The investigation into a deadly liquid nitrogen leak at a Georgia poultry plant continued Saturday with authorities saying they were trying to determine what caused a break in the recently installed system.
Six workers died on Thursday after the liquid nitrogen release at Foundation Food Group. About a dozen others were injured and taken to a hospital, and 130 people had to be evacuated. The search for answers came as several hundred people attended a Saturday afternoon vigil outside the plant, several sobbing for loved ones who died.
Separately, Katherine Lemos, the U.S. Chemical Safety and Hazard Investigation Board’s chairman and chief executive, said Saturday that major portions of the plant’s liquid nitrogen’s interior and exterior system were installed and commissioned in the past four to six weeks, The Atlanta Journal-Constitution reported.
She said the plant received two to three 18-wheel-truckloads per day of liquid nitrogen, a quantity she described as “a lot.”
Lemos also said that shortly after the leak was discovered, a worker cut off the nitrogen supply.
“The maintenance manager described personally closing the isolation valves of the tanks in the parking lot subsequent to the event, shutting off the supply to the building, which limited the potential damage or consequence,” she said.
Lemos said the agency will not speculate on what caused the rupture. A full report could take several years.
Chemical Safety Board investigators charged with finding the cause of chemical incidents have been at the site since Thursday. The board makes safety recommendations but does not issue citations or fines.
Investigators have begun evaluating equipment at the plant that could have played a role in the leak, but said its location and cause had yet to be determined. The state fire marshal’s office has ruled out a shut-off valve on piping that connects a nitrogen storage tank outside the building to equipment inside, but the agency does not oversee other equipment at the plant, spokesman Weston Burleson said.

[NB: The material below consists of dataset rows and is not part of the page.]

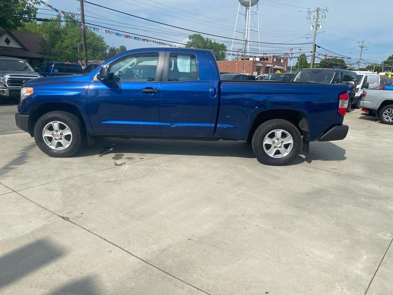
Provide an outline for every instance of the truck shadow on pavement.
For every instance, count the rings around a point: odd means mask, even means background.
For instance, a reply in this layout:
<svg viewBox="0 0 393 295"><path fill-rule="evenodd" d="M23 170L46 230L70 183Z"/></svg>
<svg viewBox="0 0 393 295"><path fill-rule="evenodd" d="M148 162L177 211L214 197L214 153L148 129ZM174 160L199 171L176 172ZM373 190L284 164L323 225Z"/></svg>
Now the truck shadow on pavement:
<svg viewBox="0 0 393 295"><path fill-rule="evenodd" d="M58 282L56 277L47 277L48 272L45 267L64 256L65 252L61 247L56 245L49 239L41 238L30 242L24 246L12 250L0 256L0 294L2 289L8 285L18 284L18 281L29 276L32 273L42 271L42 276L45 276L41 282L37 285L25 285L25 290L51 290L50 295L62 294L98 294L99 290L96 286L94 278L91 276L81 276L78 279L67 280L66 283L57 287L54 287ZM61 271L59 270L62 275ZM56 274L55 272L51 272ZM40 278L43 278L41 276ZM31 284L28 281L27 284ZM26 284L25 283L25 284ZM12 288L12 287L11 287ZM56 288L56 289L55 289ZM18 288L20 289L19 288ZM55 289L54 290L53 289Z"/></svg>
<svg viewBox="0 0 393 295"><path fill-rule="evenodd" d="M97 155L112 157L114 160L130 158L125 154L137 154L143 159L146 154L186 155L217 157L233 157L254 159L251 145L242 141L193 142L173 140L97 139L94 146L86 148L76 157ZM345 150L329 142L313 142L310 152L299 155L291 165L313 161L343 161L346 159ZM125 164L124 163L123 164ZM120 166L116 164L115 166Z"/></svg>
<svg viewBox="0 0 393 295"><path fill-rule="evenodd" d="M17 167L22 166L27 162L28 153L35 147L35 143L31 143L21 149L15 156L4 166L0 167L0 179L1 177L8 174Z"/></svg>

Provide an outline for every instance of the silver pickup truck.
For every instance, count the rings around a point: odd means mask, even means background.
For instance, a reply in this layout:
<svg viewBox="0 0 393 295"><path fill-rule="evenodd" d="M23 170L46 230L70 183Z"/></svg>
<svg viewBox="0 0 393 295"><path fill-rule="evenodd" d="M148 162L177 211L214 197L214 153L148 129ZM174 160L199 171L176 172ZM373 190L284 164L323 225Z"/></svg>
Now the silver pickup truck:
<svg viewBox="0 0 393 295"><path fill-rule="evenodd" d="M367 89L360 101L364 112L379 117L382 123L393 125L393 91Z"/></svg>
<svg viewBox="0 0 393 295"><path fill-rule="evenodd" d="M0 57L0 103L19 102L22 85L40 77L24 59Z"/></svg>

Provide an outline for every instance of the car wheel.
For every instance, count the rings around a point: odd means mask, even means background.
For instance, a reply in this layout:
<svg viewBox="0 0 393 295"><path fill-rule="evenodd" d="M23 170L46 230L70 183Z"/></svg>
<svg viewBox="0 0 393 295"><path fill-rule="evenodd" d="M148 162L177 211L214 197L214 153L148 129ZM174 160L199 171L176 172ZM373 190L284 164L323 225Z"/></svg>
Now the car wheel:
<svg viewBox="0 0 393 295"><path fill-rule="evenodd" d="M352 110L352 99L350 99L348 101L348 106L347 107L347 113L350 113Z"/></svg>
<svg viewBox="0 0 393 295"><path fill-rule="evenodd" d="M379 112L381 121L385 124L393 125L393 105L385 106Z"/></svg>
<svg viewBox="0 0 393 295"><path fill-rule="evenodd" d="M297 128L281 119L260 125L253 137L253 149L258 160L266 165L282 166L290 162L300 150L302 138Z"/></svg>
<svg viewBox="0 0 393 295"><path fill-rule="evenodd" d="M34 128L35 143L50 157L71 157L86 142L86 132L82 120L65 112L50 112L41 117Z"/></svg>

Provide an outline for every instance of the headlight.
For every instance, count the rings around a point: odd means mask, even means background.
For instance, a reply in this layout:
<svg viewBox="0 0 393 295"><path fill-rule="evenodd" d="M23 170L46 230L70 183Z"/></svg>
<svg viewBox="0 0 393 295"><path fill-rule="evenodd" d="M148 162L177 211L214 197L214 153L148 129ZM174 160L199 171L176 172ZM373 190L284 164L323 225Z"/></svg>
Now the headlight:
<svg viewBox="0 0 393 295"><path fill-rule="evenodd" d="M21 90L21 101L33 93L34 89L31 87L24 87Z"/></svg>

Gainesville is the hub of Georgia’s poultry industry, which is the largest in the country. Thousands of employees work across multiple processing plants around the city and much of the workforce is Latino, like those in many meat-processing plants nationwide. Mexico has said two of the dead in the leak were citizens of that nation.
Several hundred people attended Saturday afternoon's vigil outside the plant.

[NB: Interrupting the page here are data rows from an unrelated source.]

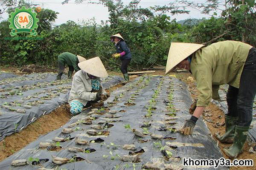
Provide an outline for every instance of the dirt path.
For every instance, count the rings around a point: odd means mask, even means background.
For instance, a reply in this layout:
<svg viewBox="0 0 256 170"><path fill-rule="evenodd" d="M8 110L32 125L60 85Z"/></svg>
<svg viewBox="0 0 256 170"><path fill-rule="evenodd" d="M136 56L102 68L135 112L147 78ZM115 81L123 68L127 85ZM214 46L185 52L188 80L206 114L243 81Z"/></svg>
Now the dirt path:
<svg viewBox="0 0 256 170"><path fill-rule="evenodd" d="M2 70L9 71L12 70L15 71L17 70L14 68L13 69L9 68L2 69ZM116 74L114 72L111 73L112 74ZM164 73L163 71L157 71L153 74L164 75ZM191 81L187 79L188 77L191 76L189 73L171 73L171 74L175 74L177 78L185 82L192 94L192 98L193 99L197 98L198 92L196 90L195 82L194 81ZM135 78L135 76L133 76L131 79ZM122 86L121 85L117 85L106 91L111 92ZM6 159L28 144L36 140L40 136L59 128L66 124L70 119L70 117L68 105L62 105L48 115L39 118L35 122L28 126L21 132L7 136L4 140L0 142L0 161ZM217 122L221 124L224 121L224 113L218 106L211 103L206 108L205 112L203 113L203 117L206 120L206 124L212 136L214 136L214 134L216 132L220 132L221 134L225 132L224 125L218 127L215 126ZM211 121L209 121L209 120ZM208 122L206 120L210 122ZM215 139L215 137L213 138ZM228 147L230 145L230 144L222 144L221 142L219 142L218 144L221 151L224 148ZM243 153L238 156L237 159L253 159L254 162L256 163L256 156L249 152L249 146L246 143L244 147ZM225 158L228 159L223 152L222 153ZM230 170L232 170L253 169L256 169L256 165L255 165L253 167L230 167Z"/></svg>
<svg viewBox="0 0 256 170"><path fill-rule="evenodd" d="M21 132L6 136L0 142L0 161L15 153L29 144L65 125L71 116L68 104L62 105L41 117Z"/></svg>
<svg viewBox="0 0 256 170"><path fill-rule="evenodd" d="M116 85L108 89L111 92L123 85ZM44 135L65 125L72 117L68 104L61 105L48 115L41 117L21 132L6 136L0 142L0 162L23 148Z"/></svg>

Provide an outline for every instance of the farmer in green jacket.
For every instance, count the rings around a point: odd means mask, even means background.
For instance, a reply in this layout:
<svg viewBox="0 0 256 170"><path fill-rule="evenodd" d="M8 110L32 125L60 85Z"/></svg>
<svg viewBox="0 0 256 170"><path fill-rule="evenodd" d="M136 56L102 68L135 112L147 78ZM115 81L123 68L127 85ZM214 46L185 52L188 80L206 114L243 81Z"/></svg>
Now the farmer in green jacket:
<svg viewBox="0 0 256 170"><path fill-rule="evenodd" d="M226 132L216 138L221 142L233 143L224 152L230 158L242 152L252 120L256 93L256 48L242 42L225 41L207 47L196 44L173 42L166 74L175 66L191 71L197 82L198 98L193 115L180 130L192 134L198 119L212 98L219 99L219 85L229 85L227 94Z"/></svg>
<svg viewBox="0 0 256 170"><path fill-rule="evenodd" d="M59 71L55 80L60 80L61 76L63 74L65 69L65 65L67 64L68 66L68 72L67 77L70 79L72 77L72 73L74 70L77 72L80 70L78 67L78 64L79 62L86 60L84 58L76 56L72 53L68 52L61 53L58 57L58 63Z"/></svg>

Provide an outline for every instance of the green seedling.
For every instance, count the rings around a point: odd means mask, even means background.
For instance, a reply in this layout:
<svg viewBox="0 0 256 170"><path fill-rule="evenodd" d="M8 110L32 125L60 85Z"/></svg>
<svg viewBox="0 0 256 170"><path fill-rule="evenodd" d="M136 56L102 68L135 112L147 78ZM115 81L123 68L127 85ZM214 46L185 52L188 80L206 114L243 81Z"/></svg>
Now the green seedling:
<svg viewBox="0 0 256 170"><path fill-rule="evenodd" d="M167 115L172 117L175 117L176 116L176 114L174 113L169 113Z"/></svg>
<svg viewBox="0 0 256 170"><path fill-rule="evenodd" d="M135 165L135 164L132 164L132 167L133 167L133 168L134 168L134 169L133 169L133 170L136 170L136 167L137 166L136 166L136 165Z"/></svg>
<svg viewBox="0 0 256 170"><path fill-rule="evenodd" d="M34 158L33 157L30 157L28 159L27 161L29 162L30 162L30 163L32 163L32 162L33 162L34 161L35 161L36 162L39 162L39 159L37 158Z"/></svg>
<svg viewBox="0 0 256 170"><path fill-rule="evenodd" d="M67 162L67 163L75 162L76 161L76 156L74 156L73 157L72 157L72 158L70 160L68 161Z"/></svg>
<svg viewBox="0 0 256 170"><path fill-rule="evenodd" d="M61 147L61 143L59 142L58 142L55 143L55 146L56 147Z"/></svg>
<svg viewBox="0 0 256 170"><path fill-rule="evenodd" d="M148 132L148 130L147 128L143 128L143 133L145 135L147 135L149 133L149 132Z"/></svg>
<svg viewBox="0 0 256 170"><path fill-rule="evenodd" d="M176 132L176 130L175 128L169 128L167 129L167 130L170 131L172 132L173 132L173 133Z"/></svg>
<svg viewBox="0 0 256 170"><path fill-rule="evenodd" d="M115 170L118 170L120 168L120 166L119 165L116 165L114 167L115 168Z"/></svg>
<svg viewBox="0 0 256 170"><path fill-rule="evenodd" d="M168 157L168 158L171 158L172 156L172 152L167 150L166 150L166 152L167 154L167 156Z"/></svg>
<svg viewBox="0 0 256 170"><path fill-rule="evenodd" d="M102 157L103 157L103 158L107 158L108 157L108 155L103 155L102 156Z"/></svg>
<svg viewBox="0 0 256 170"><path fill-rule="evenodd" d="M124 167L128 169L130 167L130 165L128 164L125 164L124 166Z"/></svg>
<svg viewBox="0 0 256 170"><path fill-rule="evenodd" d="M163 145L162 145L162 144L161 143L160 143L160 142L154 142L154 146L156 147L159 148L160 149L163 147Z"/></svg>
<svg viewBox="0 0 256 170"><path fill-rule="evenodd" d="M105 109L103 108L101 108L100 109L99 109L98 110L97 110L97 112L96 112L96 113L101 113L102 112L104 112L104 111L105 111Z"/></svg>
<svg viewBox="0 0 256 170"><path fill-rule="evenodd" d="M84 150L83 152L84 153L90 153L90 152L89 150Z"/></svg>
<svg viewBox="0 0 256 170"><path fill-rule="evenodd" d="M16 133L16 130L17 129L17 128L18 128L19 124L16 123L14 123L13 124L14 125L14 130L15 130L15 133Z"/></svg>
<svg viewBox="0 0 256 170"><path fill-rule="evenodd" d="M130 124L125 125L125 129L131 129L131 127L130 126Z"/></svg>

Loved ones wept as they knelt in front of six white floral wreaths with white ribbons, one for each worker killed. People brought flowers and stuffed animals. A series of speakers, including pastors, stood in the bed of a pickup truck and addressed the crowd. Interpreters made sure both English- and Spanish-speaking listeners could understand.
“We are one community,” said Art Gallegos Jr., president of Latinos Conservative Organization, which helped organize the vigil.
Earlier, mourners arranged bouquets of white and orange flowers, two wooden crosses and a handful of prayer candles. The small memorial on the side of a roadway remained one of the few signs of the tragedy.
Lemos offered her sympathies to the families of the victims in a statement that she delivered in both English and Spanish at Saturday’s news conference.
“I can’t imagine the loss you’re feeling today and the reason we are here is to prevent this from happening again,” she said.
Workers at the plant have recounted harrowing experiences of escaping through a fog of vaporizing liquid nitrogen as they fled the leak.
The Hall County Sheriff’s Office identified the victims on Friday as: 45-year-old Jose DeJesus Elias-Cabrera of Gainesville; 35-year-old Corey Alan Murphy of Clermont; 28-year-old Nelly Perez-Rafael of Gainesville; 41-year-old Saulo Suarez-Bernal of Dawsonville; 38-year-old Victor Vellez of Gainesville; and 28-year-old Edgar Vera-Garcia of Gainesville.